The first time I encountered it as an adult was when my young child decided that I had done something to annoy her and so would not be worthy of a response for a few hours. Luckily this treatment ultimately gave way to brief monosyllabic, then full-sentence conversation, tearful apologies,, forgiveness and ultimately hugs, kisses and being friends again. But it felt bad, even coming from a childish little person (then about age 6) whose behavior could be chalked up as emotional growing pains.

Later in life and more recently, I have experienced the silent treatment both in work situations and in social ones.

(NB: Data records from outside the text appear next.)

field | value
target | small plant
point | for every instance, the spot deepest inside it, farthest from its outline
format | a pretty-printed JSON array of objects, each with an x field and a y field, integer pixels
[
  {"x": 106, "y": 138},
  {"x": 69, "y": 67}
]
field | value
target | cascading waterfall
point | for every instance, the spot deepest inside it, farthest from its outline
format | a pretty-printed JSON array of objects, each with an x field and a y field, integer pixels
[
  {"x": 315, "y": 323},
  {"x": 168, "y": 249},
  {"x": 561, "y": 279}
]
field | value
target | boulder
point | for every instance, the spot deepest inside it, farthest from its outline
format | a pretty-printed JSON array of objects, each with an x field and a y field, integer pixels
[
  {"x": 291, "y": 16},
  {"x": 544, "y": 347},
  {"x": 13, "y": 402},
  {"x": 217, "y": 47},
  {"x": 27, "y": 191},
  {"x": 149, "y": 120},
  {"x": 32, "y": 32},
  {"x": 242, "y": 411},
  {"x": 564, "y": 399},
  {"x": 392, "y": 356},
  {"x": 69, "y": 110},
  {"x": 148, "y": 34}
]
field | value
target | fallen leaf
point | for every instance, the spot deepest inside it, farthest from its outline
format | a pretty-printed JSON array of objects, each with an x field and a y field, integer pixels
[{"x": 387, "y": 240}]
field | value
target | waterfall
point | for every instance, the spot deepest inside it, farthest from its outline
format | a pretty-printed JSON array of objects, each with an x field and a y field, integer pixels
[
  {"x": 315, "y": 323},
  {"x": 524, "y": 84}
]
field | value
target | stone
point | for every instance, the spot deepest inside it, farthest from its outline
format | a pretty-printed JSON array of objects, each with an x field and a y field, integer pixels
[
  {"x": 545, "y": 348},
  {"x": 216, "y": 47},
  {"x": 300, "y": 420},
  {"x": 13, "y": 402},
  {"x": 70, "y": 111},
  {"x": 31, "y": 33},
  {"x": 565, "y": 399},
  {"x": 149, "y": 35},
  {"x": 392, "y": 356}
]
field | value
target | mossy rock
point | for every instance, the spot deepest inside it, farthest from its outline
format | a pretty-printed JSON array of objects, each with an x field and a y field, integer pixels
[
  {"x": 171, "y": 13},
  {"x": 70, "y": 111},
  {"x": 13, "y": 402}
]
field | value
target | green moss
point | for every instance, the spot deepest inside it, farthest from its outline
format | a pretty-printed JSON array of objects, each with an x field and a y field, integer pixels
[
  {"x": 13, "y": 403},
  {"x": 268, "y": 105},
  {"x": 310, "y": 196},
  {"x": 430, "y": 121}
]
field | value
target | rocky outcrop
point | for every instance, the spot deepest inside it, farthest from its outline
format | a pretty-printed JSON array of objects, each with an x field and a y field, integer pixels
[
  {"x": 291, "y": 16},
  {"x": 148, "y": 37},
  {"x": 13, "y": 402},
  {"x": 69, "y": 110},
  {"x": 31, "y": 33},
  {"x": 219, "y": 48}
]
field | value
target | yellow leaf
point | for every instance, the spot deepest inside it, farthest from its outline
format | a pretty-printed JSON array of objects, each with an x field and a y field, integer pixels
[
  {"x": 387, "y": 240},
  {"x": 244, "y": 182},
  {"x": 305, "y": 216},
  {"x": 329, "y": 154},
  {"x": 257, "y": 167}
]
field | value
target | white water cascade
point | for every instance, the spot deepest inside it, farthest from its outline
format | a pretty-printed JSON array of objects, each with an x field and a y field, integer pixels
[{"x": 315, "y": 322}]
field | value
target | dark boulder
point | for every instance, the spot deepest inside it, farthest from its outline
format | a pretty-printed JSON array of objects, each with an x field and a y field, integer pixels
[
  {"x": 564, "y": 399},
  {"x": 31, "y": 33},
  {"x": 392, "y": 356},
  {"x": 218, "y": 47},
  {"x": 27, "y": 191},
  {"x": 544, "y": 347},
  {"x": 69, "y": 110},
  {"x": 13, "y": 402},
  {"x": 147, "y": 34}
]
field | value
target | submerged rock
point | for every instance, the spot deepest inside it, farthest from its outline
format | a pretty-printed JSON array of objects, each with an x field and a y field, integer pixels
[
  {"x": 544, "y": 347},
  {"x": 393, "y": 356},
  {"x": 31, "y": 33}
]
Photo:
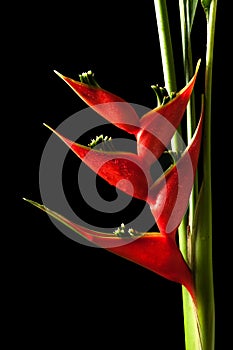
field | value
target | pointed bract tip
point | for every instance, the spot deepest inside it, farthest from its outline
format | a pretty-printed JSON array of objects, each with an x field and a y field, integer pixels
[
  {"x": 59, "y": 74},
  {"x": 49, "y": 127}
]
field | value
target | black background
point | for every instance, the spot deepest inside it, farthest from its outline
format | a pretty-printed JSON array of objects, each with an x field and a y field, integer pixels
[{"x": 65, "y": 293}]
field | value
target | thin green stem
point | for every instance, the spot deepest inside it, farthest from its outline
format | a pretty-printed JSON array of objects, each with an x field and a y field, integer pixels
[
  {"x": 167, "y": 58},
  {"x": 203, "y": 244},
  {"x": 192, "y": 337},
  {"x": 165, "y": 45},
  {"x": 190, "y": 318}
]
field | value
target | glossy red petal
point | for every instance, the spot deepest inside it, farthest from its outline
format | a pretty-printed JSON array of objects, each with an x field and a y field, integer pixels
[
  {"x": 153, "y": 251},
  {"x": 169, "y": 196},
  {"x": 112, "y": 107},
  {"x": 159, "y": 125},
  {"x": 120, "y": 169}
]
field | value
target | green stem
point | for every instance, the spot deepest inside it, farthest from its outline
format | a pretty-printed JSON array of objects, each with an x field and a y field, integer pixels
[
  {"x": 192, "y": 337},
  {"x": 203, "y": 267},
  {"x": 167, "y": 58}
]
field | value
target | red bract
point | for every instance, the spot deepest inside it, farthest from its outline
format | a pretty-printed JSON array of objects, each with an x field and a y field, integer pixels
[
  {"x": 154, "y": 251},
  {"x": 168, "y": 197},
  {"x": 125, "y": 171},
  {"x": 153, "y": 131}
]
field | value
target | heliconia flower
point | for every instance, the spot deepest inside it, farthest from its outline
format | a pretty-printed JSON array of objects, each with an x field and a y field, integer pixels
[
  {"x": 123, "y": 170},
  {"x": 153, "y": 131},
  {"x": 154, "y": 251},
  {"x": 167, "y": 197}
]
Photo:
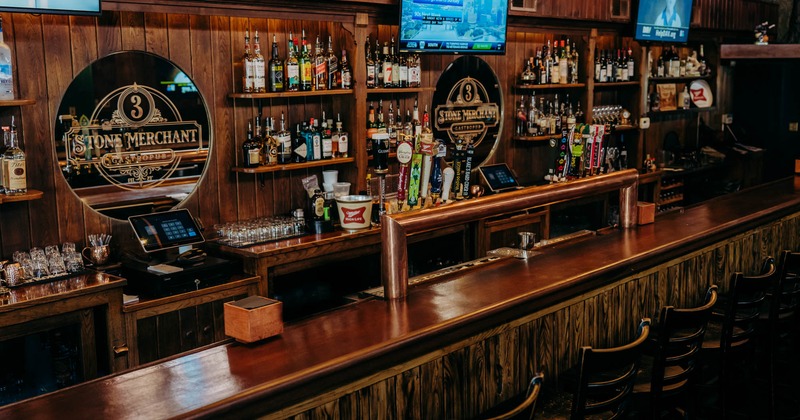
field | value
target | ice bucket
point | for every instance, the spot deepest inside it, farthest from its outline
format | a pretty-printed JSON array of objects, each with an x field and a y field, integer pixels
[{"x": 355, "y": 211}]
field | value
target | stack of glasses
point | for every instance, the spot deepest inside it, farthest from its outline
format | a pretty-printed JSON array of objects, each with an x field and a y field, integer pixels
[{"x": 264, "y": 229}]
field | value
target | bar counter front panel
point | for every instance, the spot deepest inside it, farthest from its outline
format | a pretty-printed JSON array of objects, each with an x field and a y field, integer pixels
[{"x": 460, "y": 345}]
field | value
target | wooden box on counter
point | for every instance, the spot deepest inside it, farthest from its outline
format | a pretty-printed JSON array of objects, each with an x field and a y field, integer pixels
[{"x": 253, "y": 318}]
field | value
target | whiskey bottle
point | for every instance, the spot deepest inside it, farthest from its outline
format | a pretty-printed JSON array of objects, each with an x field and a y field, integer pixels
[
  {"x": 299, "y": 148},
  {"x": 14, "y": 172},
  {"x": 370, "y": 64},
  {"x": 341, "y": 138},
  {"x": 6, "y": 70},
  {"x": 320, "y": 68},
  {"x": 306, "y": 67},
  {"x": 275, "y": 69},
  {"x": 250, "y": 148},
  {"x": 270, "y": 146},
  {"x": 248, "y": 76},
  {"x": 387, "y": 67},
  {"x": 292, "y": 68},
  {"x": 259, "y": 76},
  {"x": 334, "y": 73},
  {"x": 347, "y": 72},
  {"x": 326, "y": 137},
  {"x": 284, "y": 139}
]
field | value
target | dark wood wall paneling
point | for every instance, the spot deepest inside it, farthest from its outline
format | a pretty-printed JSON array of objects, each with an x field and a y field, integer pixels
[
  {"x": 489, "y": 368},
  {"x": 49, "y": 50}
]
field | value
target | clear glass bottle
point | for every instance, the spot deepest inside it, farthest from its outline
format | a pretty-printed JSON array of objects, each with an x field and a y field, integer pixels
[
  {"x": 275, "y": 69},
  {"x": 14, "y": 172},
  {"x": 6, "y": 70},
  {"x": 248, "y": 76},
  {"x": 259, "y": 73}
]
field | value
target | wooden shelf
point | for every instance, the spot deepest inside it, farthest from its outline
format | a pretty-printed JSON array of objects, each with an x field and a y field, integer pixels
[
  {"x": 682, "y": 111},
  {"x": 268, "y": 95},
  {"x": 598, "y": 85},
  {"x": 400, "y": 90},
  {"x": 748, "y": 51},
  {"x": 28, "y": 196},
  {"x": 537, "y": 138},
  {"x": 18, "y": 102},
  {"x": 552, "y": 86},
  {"x": 676, "y": 79},
  {"x": 293, "y": 166}
]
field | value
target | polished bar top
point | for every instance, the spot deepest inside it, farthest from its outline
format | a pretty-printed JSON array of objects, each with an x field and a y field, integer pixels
[
  {"x": 332, "y": 348},
  {"x": 54, "y": 291}
]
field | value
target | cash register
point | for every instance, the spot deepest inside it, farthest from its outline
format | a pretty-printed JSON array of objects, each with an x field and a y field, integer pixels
[{"x": 172, "y": 264}]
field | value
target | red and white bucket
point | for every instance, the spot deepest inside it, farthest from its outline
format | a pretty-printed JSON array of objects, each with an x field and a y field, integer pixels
[{"x": 355, "y": 211}]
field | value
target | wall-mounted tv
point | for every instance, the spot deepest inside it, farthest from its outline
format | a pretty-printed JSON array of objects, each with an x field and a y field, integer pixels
[
  {"x": 453, "y": 26},
  {"x": 663, "y": 20},
  {"x": 61, "y": 7}
]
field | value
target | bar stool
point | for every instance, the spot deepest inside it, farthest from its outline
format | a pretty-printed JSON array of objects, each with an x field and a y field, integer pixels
[
  {"x": 731, "y": 334},
  {"x": 668, "y": 374},
  {"x": 605, "y": 381},
  {"x": 527, "y": 407}
]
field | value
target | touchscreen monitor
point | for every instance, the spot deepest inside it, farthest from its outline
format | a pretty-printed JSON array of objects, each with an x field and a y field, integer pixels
[{"x": 157, "y": 231}]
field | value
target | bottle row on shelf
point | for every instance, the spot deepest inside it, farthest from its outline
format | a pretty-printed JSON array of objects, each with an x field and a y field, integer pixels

Recently a friend told me she was being given the silent treatment by someone she worked with and it was hurting her hourly.

In each case, whether the ghosting was by someone I cared about or only someoneI had to put up with in certain work situations, it caused my chest to tighten and jaw to clench. You know it when it’s directed at you. And when that happens, I might be able to rationalize that the other person is just being immature, not willing to have a tough conversation, or acting out of their own sense of being hurt — but no matter what you try and tell yourself, being given the silent treatment never feels good.

I won’t do it to anyone ever again, and even when having a tough conversation is unpleasant, I make myself do it. Eventually, these conversations have to be had, if you ever want to have a relationship with that person again. And for the sake of everyone involved, the sooner the better. If they won’t relate, you have to end the relationship.

One response to “How to Handle It When a Friend, Partner or Loved One Gives You the Silent Treatment.”

  1. I stop talking to someone because I’m afraid I’ll say something I can’t take back. Also, I’m not just going to say something to someone I’m sore at, like ‘when’s dinner?’. That’d be weird. At my angriest, I may not talk to someone for a few days if I don’t feel I’ve got my emotions in check.